東日本
二人はどれほど電車に乗っていただろうか?
どちらも興奮剤の副作用で眠ったしまっていた。
「起きてくださーい。」
「んー、嫌な気持ちで起きるの今日二回目、参っちゃうわな。」
目を覚まし、窓を不意に見た22012は言葉も出なかった。そこはきっと、描くとしたらクレヨンを使うだろう。荒々しく、雑然としている風景によく似合っている。
「おっと、グロテスクなんだろうけど原型がなさ過ぎてわかんないね、あとここどこ?大分なんも建物ないけど?」
「ここ、新宿です。」
「は?これはものすごいねえ。」
二人は車両から降り、大勢の軍人の背中をじっと眺めながら、お互い言ってはいないがとてつもない恐怖心を持っているのだろうと察していた。二人は興奮剤のせいか、すでに謎の高揚感も同時に兼ね備えていた。
2,3分歩くと大きな穴が出てきた。が、それは穴ではない。周りがあまりにも雑然としていて、大勢の光栄兵たちが努力してきれいにした空間がとてつもなく異質に見えた。そしてその地面には、見慣れたものだった、そこには明らかに弾丸の痕がある。二人はここで殺し合いでも起きたのかと考えたが、あまりにも弾丸の痕が多すぎる。そんなに多くの日本人が銃を持っているわけがない。テロか?とも考えたが、結果西日本大日本軍の上層部が導き出した答えは、東日本大日本軍による大規模な発砲であった。またそれはその場にいた人間が数分考えて導き出した全員共通の考えであることは間違いなかった。
「これはまあ、もちろん緊急事態なんですが、まったく理由がわかんないですね。こんな大都会のど真ん中で数キロ先の地面が見えるほどの大規模な建物の破壊。そしてその破壊された建物の原型すらもなく瓦礫のようなものばかり。そして生臭い、人間が確実にそこで死んだというのはわかりますがもはやそれが実感できないほどのめちゃくちゃ具合。」
「ほんとなんなんだこれ。」
二人が疑問を投げあう中、一番注目されやすい高い瓦礫の上に、一人の男性と横に座っている女性がいた。
「なにごとかねえ」
そういった次の瞬間、耳に半端ない大きな音が入ってきた。それは銃声だった。間違いなく。

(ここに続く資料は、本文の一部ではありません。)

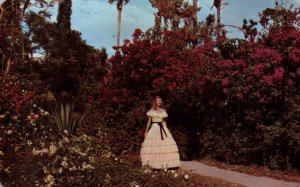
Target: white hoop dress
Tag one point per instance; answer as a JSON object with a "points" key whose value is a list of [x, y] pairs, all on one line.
{"points": [[159, 150]]}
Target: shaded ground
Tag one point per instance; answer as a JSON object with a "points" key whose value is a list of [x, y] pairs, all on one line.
{"points": [[232, 176]]}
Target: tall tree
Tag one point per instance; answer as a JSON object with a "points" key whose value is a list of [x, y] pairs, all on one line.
{"points": [[218, 5], [195, 6], [64, 16], [119, 8]]}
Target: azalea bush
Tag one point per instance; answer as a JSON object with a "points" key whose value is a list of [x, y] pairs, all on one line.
{"points": [[229, 95]]}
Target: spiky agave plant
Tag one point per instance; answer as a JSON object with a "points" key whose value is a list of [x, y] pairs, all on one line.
{"points": [[65, 117]]}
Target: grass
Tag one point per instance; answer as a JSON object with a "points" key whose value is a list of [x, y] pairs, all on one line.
{"points": [[291, 176]]}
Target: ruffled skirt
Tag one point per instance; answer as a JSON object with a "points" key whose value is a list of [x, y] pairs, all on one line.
{"points": [[158, 153]]}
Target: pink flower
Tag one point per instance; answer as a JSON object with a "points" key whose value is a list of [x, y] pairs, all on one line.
{"points": [[115, 100], [292, 74], [245, 89], [240, 96], [249, 79], [262, 100], [256, 72], [298, 71], [225, 82], [259, 66], [144, 61], [290, 82], [293, 57], [225, 90], [278, 73]]}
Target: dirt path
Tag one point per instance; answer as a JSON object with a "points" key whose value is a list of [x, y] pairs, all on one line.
{"points": [[236, 177]]}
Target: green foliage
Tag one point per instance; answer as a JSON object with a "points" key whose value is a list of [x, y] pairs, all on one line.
{"points": [[65, 118]]}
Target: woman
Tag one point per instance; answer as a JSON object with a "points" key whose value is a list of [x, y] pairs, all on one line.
{"points": [[159, 150]]}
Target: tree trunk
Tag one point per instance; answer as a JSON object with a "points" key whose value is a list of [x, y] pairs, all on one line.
{"points": [[8, 63], [218, 6], [119, 26], [195, 13], [166, 26]]}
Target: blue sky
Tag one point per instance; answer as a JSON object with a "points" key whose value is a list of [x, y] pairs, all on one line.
{"points": [[97, 19]]}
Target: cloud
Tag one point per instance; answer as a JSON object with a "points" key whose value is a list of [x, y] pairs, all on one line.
{"points": [[97, 21]]}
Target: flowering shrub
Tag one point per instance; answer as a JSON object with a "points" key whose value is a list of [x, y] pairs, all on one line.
{"points": [[228, 91]]}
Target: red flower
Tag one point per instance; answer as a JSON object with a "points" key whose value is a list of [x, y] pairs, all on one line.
{"points": [[225, 90], [90, 99], [225, 82], [245, 89], [290, 82], [240, 96]]}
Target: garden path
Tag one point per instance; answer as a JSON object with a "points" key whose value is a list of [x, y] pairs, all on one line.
{"points": [[232, 176]]}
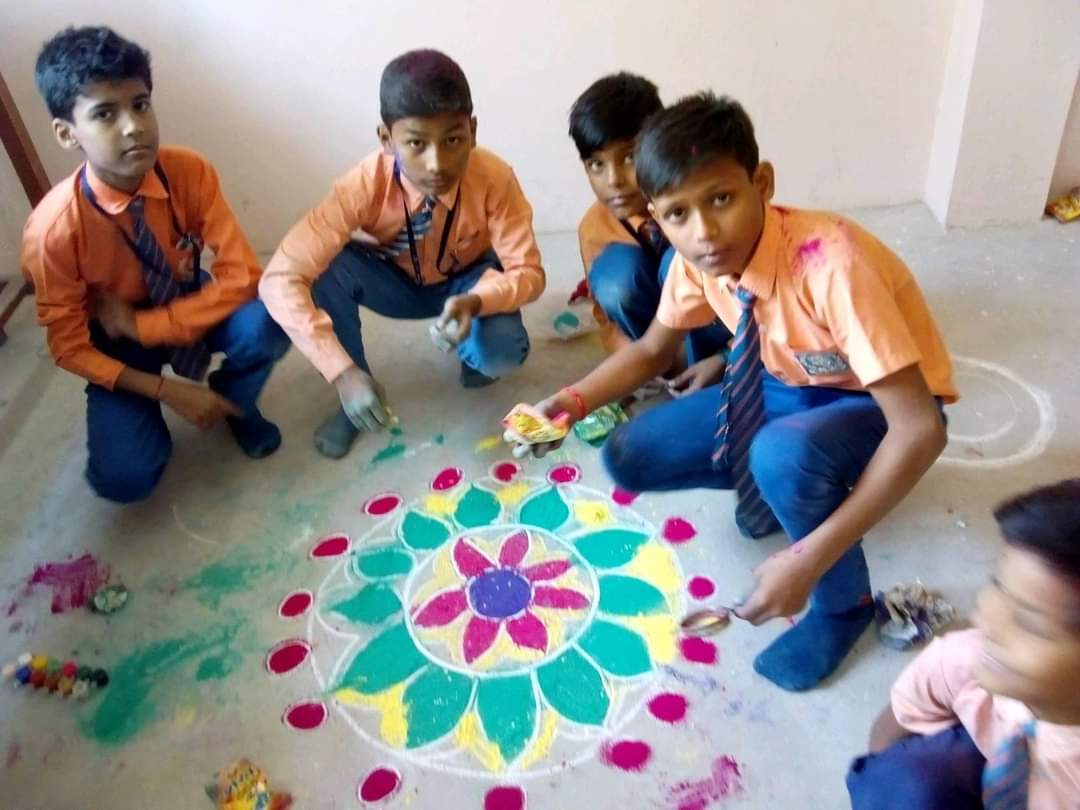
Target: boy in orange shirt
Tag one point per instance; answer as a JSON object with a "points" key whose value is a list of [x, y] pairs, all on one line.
{"points": [[825, 435], [623, 251], [113, 253], [990, 717], [429, 226]]}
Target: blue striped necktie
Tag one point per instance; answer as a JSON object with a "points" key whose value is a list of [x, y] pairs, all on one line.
{"points": [[1007, 773], [741, 415], [421, 224], [187, 361]]}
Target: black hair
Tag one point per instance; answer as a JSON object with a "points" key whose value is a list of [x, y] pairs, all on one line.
{"points": [[692, 132], [420, 84], [613, 108], [1045, 522], [78, 56]]}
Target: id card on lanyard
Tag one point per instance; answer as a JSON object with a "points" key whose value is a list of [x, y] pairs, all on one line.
{"points": [[413, 252], [187, 241]]}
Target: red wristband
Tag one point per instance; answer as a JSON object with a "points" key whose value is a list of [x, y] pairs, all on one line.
{"points": [[577, 399]]}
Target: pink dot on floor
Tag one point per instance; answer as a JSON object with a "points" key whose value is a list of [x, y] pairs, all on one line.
{"points": [[504, 471], [626, 755], [669, 707], [286, 656], [380, 784], [295, 604], [382, 504], [305, 716], [332, 545], [447, 480], [701, 588], [677, 530], [698, 650], [504, 798], [565, 474]]}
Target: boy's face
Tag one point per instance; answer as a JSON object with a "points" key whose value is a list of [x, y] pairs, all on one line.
{"points": [[610, 173], [432, 151], [113, 124], [1030, 618], [715, 217]]}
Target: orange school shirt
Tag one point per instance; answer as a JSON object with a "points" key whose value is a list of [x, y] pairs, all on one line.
{"points": [[835, 307], [491, 213], [71, 251], [599, 228]]}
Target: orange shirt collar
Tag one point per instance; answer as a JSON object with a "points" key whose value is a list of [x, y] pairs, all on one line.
{"points": [[759, 277], [115, 201]]}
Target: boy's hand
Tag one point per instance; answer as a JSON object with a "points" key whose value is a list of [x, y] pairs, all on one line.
{"points": [[117, 316], [455, 324], [363, 400], [784, 582], [702, 374], [561, 405], [199, 405]]}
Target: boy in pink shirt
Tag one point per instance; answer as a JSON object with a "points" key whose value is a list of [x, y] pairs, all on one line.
{"points": [[990, 717]]}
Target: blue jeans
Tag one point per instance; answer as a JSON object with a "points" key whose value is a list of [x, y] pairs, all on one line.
{"points": [[359, 277], [943, 771], [806, 458], [625, 282], [126, 436]]}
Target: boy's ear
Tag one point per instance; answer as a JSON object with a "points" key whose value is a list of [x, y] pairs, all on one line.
{"points": [[64, 131], [765, 180], [383, 132]]}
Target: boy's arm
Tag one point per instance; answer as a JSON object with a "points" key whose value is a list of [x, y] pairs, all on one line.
{"points": [[510, 226], [235, 269], [302, 256], [915, 437]]}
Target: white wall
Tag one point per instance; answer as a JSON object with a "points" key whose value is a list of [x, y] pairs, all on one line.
{"points": [[282, 96]]}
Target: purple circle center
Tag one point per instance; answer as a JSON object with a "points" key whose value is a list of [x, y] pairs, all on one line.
{"points": [[500, 594]]}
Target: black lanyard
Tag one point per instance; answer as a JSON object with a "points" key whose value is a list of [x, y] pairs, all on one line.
{"points": [[414, 254], [185, 237]]}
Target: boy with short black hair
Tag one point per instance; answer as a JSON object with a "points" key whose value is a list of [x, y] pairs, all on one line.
{"points": [[113, 253], [430, 226], [623, 251], [990, 717], [829, 407]]}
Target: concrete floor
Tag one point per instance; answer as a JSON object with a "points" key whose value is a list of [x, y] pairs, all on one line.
{"points": [[211, 555]]}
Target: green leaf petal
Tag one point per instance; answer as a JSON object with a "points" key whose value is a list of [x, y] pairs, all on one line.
{"points": [[434, 703], [618, 650], [508, 712], [547, 510], [575, 688], [422, 531], [373, 604], [630, 596], [477, 508], [383, 563], [610, 548], [387, 660]]}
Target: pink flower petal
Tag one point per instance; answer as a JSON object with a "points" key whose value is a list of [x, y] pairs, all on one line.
{"points": [[551, 569], [514, 549], [442, 609], [480, 635], [469, 559], [561, 598], [527, 631]]}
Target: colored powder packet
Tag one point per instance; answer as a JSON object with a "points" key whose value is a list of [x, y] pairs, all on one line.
{"points": [[598, 424]]}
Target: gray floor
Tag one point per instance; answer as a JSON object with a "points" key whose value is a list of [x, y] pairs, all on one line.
{"points": [[1004, 298]]}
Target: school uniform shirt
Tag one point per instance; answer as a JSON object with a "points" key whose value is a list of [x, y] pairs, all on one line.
{"points": [[939, 689], [71, 251], [599, 228], [835, 307], [491, 213]]}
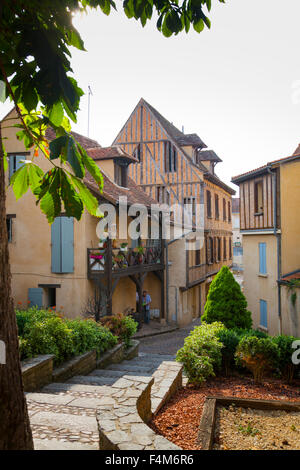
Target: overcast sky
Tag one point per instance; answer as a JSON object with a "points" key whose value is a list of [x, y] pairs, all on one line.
{"points": [[236, 85]]}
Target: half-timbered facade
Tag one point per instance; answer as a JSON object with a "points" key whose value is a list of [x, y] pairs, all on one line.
{"points": [[269, 224], [177, 168]]}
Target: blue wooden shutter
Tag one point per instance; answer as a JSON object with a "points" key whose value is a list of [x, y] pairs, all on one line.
{"points": [[263, 313], [56, 246], [35, 297], [262, 258], [67, 244]]}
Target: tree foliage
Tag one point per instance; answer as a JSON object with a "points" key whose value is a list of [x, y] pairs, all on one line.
{"points": [[226, 302], [36, 72]]}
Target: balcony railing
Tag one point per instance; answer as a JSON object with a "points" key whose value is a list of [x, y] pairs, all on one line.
{"points": [[123, 261]]}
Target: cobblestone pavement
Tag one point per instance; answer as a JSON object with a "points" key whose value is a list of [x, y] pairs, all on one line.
{"points": [[167, 343]]}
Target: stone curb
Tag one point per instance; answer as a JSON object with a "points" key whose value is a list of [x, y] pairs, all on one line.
{"points": [[122, 424]]}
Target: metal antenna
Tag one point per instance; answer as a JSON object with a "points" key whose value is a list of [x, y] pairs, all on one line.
{"points": [[89, 95]]}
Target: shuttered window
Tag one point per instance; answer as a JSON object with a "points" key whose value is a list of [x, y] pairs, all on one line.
{"points": [[15, 163], [62, 242], [262, 258], [35, 297], [263, 313]]}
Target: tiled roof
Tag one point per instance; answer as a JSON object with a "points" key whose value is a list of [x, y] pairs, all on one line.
{"points": [[174, 133], [208, 155], [290, 277], [214, 179], [235, 204], [112, 191], [86, 142], [107, 153], [263, 168]]}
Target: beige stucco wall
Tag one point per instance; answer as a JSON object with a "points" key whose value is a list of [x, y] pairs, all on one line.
{"points": [[290, 220], [290, 312], [258, 287]]}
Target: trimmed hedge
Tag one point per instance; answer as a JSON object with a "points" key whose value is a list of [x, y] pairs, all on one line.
{"points": [[46, 332]]}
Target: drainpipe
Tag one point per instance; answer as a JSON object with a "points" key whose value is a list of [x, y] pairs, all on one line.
{"points": [[278, 239]]}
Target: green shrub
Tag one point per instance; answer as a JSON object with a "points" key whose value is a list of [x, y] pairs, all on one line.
{"points": [[241, 332], [24, 349], [87, 335], [285, 351], [201, 354], [226, 302], [230, 341], [257, 354], [49, 336], [123, 326]]}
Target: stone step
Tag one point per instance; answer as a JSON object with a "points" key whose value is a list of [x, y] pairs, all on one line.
{"points": [[57, 387], [129, 368], [92, 380], [108, 373], [163, 357], [54, 444]]}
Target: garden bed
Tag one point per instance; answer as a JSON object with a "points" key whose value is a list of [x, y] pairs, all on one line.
{"points": [[239, 428], [179, 419]]}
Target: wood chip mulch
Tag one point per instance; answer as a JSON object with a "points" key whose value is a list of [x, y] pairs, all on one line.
{"points": [[179, 419]]}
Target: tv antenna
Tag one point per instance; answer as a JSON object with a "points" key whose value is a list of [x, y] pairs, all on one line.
{"points": [[89, 98]]}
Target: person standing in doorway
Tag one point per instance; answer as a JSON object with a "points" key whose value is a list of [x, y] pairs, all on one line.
{"points": [[146, 306]]}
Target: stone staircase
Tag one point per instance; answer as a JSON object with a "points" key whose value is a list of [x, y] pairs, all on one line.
{"points": [[63, 415]]}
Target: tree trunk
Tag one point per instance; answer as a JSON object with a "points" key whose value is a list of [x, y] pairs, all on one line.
{"points": [[15, 432]]}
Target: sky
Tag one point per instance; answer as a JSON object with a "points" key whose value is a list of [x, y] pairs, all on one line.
{"points": [[236, 85]]}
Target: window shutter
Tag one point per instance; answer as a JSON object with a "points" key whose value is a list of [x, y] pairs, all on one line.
{"points": [[56, 246], [35, 297], [67, 244], [262, 258], [263, 313]]}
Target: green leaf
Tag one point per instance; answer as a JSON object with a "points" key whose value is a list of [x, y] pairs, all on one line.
{"points": [[57, 145], [35, 174], [74, 158], [91, 167], [86, 196], [72, 202], [20, 181], [56, 114]]}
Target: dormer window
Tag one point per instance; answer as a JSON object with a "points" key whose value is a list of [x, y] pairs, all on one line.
{"points": [[121, 175], [138, 152]]}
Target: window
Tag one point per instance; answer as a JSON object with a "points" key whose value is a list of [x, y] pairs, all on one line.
{"points": [[197, 261], [62, 245], [190, 204], [217, 206], [138, 152], [263, 307], [237, 251], [208, 203], [9, 227], [121, 175], [258, 197], [219, 250], [170, 158], [15, 163], [224, 249], [229, 212], [262, 248], [224, 209]]}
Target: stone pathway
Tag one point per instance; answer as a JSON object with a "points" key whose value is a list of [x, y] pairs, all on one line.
{"points": [[63, 415]]}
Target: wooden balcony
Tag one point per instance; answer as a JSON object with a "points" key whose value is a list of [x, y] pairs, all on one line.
{"points": [[118, 262]]}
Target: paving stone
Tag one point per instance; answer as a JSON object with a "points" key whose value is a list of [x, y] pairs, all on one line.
{"points": [[71, 422], [50, 399], [92, 402], [92, 380], [53, 444]]}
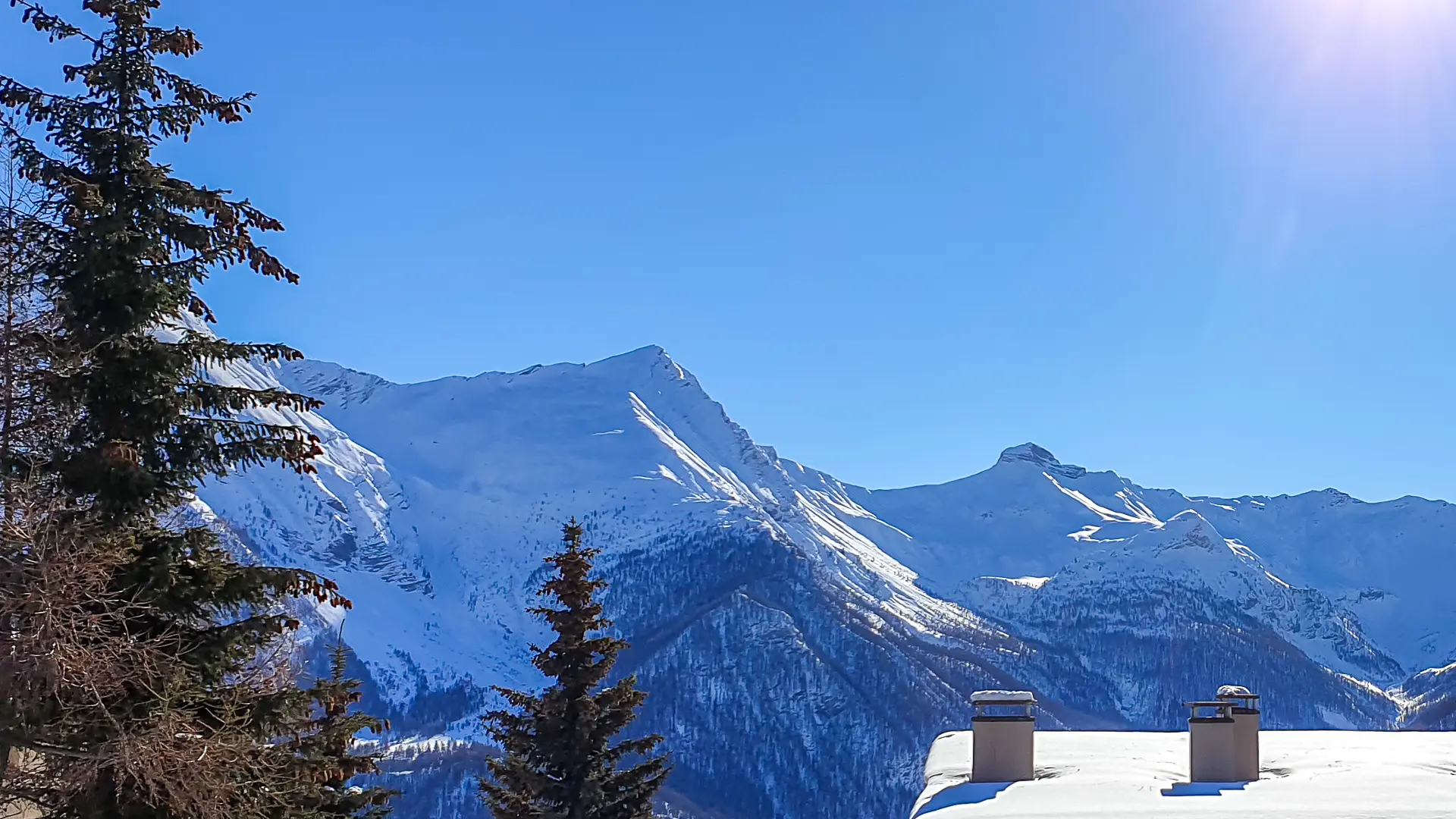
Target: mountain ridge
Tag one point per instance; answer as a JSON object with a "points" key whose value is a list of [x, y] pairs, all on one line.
{"points": [[770, 602]]}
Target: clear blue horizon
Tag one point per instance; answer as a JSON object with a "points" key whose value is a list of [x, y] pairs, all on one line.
{"points": [[1206, 245]]}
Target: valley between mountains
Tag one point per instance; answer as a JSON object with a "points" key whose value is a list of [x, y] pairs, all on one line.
{"points": [[802, 639]]}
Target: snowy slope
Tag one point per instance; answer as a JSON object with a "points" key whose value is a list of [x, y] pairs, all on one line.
{"points": [[794, 632], [746, 583]]}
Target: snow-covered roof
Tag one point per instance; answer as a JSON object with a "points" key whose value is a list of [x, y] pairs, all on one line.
{"points": [[1128, 774], [1003, 697]]}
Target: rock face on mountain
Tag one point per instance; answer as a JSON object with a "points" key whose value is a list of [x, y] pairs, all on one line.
{"points": [[802, 640]]}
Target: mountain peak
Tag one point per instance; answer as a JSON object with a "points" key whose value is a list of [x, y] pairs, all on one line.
{"points": [[1031, 453]]}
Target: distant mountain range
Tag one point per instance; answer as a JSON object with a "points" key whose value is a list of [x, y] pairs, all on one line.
{"points": [[802, 639]]}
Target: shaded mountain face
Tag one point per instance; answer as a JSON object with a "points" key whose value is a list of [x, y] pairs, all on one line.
{"points": [[804, 640]]}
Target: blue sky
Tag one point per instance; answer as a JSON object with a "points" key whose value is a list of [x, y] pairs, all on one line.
{"points": [[1204, 243]]}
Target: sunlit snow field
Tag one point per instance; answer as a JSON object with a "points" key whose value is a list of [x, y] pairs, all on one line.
{"points": [[1112, 774]]}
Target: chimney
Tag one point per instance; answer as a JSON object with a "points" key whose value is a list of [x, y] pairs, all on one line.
{"points": [[1212, 749], [1245, 729], [1002, 730]]}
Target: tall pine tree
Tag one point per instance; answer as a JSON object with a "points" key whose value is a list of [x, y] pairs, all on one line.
{"points": [[560, 760], [327, 757], [191, 729]]}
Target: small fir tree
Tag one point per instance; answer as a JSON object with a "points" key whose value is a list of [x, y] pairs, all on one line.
{"points": [[327, 755], [560, 760]]}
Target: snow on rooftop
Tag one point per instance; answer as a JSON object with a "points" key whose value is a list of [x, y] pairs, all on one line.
{"points": [[1003, 697], [1126, 774]]}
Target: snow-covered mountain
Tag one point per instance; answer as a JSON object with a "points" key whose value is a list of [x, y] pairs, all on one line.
{"points": [[802, 640]]}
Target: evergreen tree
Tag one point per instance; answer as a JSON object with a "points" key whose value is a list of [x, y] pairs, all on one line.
{"points": [[325, 752], [124, 253], [560, 760]]}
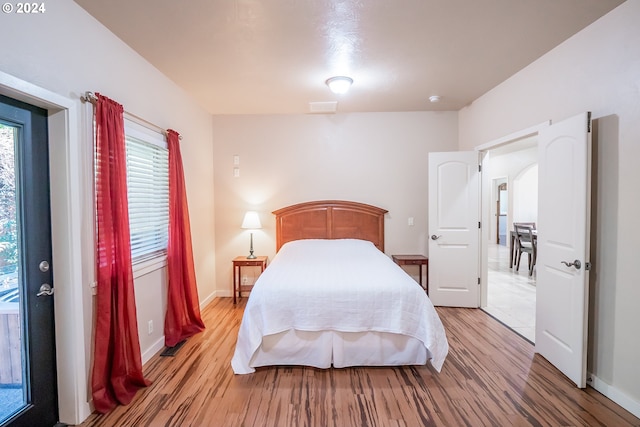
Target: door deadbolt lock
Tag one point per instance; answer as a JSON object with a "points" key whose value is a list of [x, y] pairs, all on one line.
{"points": [[577, 264], [45, 290]]}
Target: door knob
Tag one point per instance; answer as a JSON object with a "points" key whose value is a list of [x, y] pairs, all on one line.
{"points": [[45, 290], [577, 264]]}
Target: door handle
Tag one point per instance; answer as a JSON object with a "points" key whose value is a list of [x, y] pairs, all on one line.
{"points": [[577, 264], [45, 290]]}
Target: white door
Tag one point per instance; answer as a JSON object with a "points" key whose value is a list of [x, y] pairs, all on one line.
{"points": [[454, 215], [563, 245]]}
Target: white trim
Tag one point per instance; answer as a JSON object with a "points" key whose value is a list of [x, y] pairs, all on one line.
{"points": [[213, 296], [66, 218], [615, 395], [152, 350], [524, 133]]}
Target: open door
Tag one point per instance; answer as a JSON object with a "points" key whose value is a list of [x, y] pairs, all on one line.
{"points": [[563, 245], [454, 212]]}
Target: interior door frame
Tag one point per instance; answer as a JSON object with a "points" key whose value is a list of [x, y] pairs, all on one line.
{"points": [[485, 198], [66, 163]]}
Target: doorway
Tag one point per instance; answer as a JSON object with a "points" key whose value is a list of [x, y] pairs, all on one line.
{"points": [[511, 291], [28, 387]]}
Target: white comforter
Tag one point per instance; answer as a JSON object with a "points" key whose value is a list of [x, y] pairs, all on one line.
{"points": [[342, 285]]}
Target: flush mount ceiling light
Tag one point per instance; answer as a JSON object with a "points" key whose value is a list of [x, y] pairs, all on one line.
{"points": [[339, 84]]}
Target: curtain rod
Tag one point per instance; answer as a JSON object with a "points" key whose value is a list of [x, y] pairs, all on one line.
{"points": [[91, 98]]}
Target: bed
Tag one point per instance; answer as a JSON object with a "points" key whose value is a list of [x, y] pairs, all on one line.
{"points": [[331, 297]]}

ただそれは、人間の銃から出る音ではない、そう直感した。
その音が鳴り、焦りだしてガヤガヤしだした軍人たちに対し上に立っていた男が喋り始めた。
「皆、静かに。かなり恐怖心が心を蝕んできている、私もね。ただ、今起きていることで、今時点でわかっていることを説明する。まず、この弾丸の痕は、東日本大日本軍の発砲による物ではないということが判明した。静かに!そう判断した根拠としては今確認した痕すべてが大日本軍が利用している弾丸ではないものであった。そして、その弾丸の痕をつけたもの、弾丸本体だが、今のところ一つも確認できていない。そしてそれ以外に具体的にわかっていることはない。」